Unlike common redpolls, one of the other tiny species of songbirds that winters in Alaska, chickadees don't have an internal bag for storing food, called a crop. Instead, chickadees must eat small meals, digest them, then eat again. Because they only feed in daylight, their window of opportunity is woefully small in winter.

To compensate, they eat as much as they can, adding fat each day that amounts to 10 percent of their body weight and burning it at night. This is like a 150-pound person eating enough to weigh 165 by day's end, then using enough energy at night to be back to 150 by the morning.

"It's a huge physiological feat," Sharbaugh said.

Where Alaska chickadees spend the night is a mystery, but Deviche and Sharbaugh believe they ball themselves up in a crevice or cavity by themselves or perhaps roost in spruce branches. Once they settle in for the night, chickadees turn down their internal thermostats to save energy, Sharbaugh says.

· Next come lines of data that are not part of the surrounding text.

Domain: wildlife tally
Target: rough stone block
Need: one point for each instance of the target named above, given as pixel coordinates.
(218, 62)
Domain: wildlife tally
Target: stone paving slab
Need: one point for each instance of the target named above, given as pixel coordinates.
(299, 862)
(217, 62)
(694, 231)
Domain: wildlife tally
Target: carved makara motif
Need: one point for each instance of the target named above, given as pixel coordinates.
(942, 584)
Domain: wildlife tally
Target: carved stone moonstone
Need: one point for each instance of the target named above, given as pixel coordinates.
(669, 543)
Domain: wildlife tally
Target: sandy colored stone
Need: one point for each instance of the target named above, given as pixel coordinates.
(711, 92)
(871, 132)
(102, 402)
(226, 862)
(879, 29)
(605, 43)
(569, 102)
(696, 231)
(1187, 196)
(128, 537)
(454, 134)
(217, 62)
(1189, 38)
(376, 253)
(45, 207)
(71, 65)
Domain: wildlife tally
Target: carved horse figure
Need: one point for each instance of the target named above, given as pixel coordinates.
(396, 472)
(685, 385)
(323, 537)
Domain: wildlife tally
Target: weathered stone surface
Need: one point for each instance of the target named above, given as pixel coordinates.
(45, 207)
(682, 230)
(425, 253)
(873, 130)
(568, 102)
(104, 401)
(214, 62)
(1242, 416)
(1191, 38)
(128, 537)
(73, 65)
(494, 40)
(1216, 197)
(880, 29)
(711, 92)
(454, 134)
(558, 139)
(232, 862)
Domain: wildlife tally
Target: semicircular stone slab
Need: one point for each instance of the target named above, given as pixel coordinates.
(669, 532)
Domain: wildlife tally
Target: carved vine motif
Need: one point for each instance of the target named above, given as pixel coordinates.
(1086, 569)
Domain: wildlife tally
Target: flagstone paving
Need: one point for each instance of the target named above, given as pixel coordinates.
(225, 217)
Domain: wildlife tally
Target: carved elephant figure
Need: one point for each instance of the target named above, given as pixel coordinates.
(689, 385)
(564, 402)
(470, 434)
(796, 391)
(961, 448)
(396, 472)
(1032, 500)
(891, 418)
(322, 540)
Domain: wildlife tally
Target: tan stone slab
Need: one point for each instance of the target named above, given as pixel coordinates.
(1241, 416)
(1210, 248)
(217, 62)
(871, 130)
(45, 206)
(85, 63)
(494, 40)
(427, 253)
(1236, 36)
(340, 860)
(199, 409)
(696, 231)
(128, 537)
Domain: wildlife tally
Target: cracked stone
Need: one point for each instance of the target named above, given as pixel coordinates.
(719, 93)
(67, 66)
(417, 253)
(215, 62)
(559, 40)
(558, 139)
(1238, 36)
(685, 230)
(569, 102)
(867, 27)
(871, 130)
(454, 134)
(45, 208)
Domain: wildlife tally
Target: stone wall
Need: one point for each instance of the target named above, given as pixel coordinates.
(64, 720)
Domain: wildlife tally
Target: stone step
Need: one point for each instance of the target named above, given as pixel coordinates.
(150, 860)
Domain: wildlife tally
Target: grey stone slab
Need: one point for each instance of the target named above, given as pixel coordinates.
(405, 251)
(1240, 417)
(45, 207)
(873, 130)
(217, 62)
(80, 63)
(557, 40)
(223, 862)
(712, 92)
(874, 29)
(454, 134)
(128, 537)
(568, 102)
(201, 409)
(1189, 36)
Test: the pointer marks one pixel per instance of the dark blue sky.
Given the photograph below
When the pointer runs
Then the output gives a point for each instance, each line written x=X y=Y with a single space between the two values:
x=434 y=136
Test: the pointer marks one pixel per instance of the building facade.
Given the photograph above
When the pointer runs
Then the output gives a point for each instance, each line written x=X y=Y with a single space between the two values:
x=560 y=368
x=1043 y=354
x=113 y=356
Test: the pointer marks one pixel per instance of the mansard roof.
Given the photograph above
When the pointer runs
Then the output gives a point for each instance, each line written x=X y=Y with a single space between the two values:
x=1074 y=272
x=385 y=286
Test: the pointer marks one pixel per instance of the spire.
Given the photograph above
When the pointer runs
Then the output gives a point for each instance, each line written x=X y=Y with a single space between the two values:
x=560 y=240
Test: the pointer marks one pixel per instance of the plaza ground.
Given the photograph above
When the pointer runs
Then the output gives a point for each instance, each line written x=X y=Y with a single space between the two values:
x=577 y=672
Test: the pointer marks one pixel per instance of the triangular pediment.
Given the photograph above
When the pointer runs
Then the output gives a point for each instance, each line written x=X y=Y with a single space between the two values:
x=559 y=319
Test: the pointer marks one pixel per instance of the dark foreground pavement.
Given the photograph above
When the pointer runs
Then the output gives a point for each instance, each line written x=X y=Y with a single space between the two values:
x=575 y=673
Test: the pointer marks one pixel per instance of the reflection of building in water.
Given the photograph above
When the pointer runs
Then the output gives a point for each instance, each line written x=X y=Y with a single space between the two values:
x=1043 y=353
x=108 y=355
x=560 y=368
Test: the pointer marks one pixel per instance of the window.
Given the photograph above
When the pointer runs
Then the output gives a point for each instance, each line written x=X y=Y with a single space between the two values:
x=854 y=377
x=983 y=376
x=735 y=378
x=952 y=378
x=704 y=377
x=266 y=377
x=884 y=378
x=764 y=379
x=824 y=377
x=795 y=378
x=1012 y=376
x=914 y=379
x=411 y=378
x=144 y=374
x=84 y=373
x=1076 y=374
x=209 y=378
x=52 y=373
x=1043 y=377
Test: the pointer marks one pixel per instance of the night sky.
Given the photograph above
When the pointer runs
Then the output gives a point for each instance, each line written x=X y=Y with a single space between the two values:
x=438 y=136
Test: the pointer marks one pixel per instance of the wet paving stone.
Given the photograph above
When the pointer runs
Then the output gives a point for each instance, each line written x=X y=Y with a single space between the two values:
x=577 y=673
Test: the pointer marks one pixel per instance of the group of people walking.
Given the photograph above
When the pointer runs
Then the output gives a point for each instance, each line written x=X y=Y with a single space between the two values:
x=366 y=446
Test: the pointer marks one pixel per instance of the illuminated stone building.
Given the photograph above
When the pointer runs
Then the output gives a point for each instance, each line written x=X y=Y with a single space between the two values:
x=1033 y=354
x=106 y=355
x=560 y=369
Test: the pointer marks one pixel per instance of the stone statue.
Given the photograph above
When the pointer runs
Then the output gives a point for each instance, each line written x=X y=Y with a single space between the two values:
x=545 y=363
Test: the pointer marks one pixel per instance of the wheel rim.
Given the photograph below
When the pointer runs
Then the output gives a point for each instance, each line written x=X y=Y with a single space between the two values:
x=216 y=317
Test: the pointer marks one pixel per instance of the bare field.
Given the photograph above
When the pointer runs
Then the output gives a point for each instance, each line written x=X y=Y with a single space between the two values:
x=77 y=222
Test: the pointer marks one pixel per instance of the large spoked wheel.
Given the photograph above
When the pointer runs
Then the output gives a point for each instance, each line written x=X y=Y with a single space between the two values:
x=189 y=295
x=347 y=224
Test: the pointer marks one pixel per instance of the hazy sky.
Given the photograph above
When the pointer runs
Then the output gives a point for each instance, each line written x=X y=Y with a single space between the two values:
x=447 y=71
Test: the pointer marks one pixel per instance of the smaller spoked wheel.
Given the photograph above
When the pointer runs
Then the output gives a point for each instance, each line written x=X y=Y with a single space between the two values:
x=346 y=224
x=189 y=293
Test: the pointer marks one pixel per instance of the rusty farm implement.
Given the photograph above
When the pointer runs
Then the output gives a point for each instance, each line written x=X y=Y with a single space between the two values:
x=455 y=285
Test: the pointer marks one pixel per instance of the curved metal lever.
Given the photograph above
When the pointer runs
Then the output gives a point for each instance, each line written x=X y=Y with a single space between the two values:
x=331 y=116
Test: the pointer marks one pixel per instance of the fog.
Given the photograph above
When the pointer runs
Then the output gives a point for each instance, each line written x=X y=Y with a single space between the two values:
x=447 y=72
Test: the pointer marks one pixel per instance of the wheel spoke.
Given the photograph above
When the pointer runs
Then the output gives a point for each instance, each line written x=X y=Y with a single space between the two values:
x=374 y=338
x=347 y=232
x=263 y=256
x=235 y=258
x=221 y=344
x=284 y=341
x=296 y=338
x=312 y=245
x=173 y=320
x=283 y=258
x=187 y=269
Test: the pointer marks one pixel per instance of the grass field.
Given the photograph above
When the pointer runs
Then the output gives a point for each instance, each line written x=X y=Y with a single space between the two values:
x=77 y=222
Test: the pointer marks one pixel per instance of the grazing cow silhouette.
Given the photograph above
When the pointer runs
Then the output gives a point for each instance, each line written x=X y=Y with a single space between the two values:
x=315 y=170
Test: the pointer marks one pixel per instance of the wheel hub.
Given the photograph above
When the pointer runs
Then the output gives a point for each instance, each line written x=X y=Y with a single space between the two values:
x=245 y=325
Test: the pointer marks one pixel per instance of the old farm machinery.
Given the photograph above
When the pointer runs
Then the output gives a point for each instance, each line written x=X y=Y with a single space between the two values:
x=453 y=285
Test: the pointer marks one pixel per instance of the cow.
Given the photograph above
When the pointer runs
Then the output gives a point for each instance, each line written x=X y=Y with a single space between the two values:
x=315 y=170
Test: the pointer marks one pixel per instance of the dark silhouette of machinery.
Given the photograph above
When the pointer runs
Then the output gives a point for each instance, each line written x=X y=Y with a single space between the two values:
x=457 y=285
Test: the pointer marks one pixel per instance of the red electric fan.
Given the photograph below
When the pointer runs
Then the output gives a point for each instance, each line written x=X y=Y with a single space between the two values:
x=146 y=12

From a normal body temperature of about 108 degrees, chickadees cool down to about 90 degrees when roosting. Despite the energy savings of this method, Deviche says in winter it's almost impossible to find a fat chickadee in the early morning.

Researchers notice a difference in chickadee behavior during cold snaps; the usually social birds apparently ignore each other and focus solely on filling up.

Seems as though chickadees have a few traits in common with we humans, another organism that arguably wasn't built to survive an arctic winter.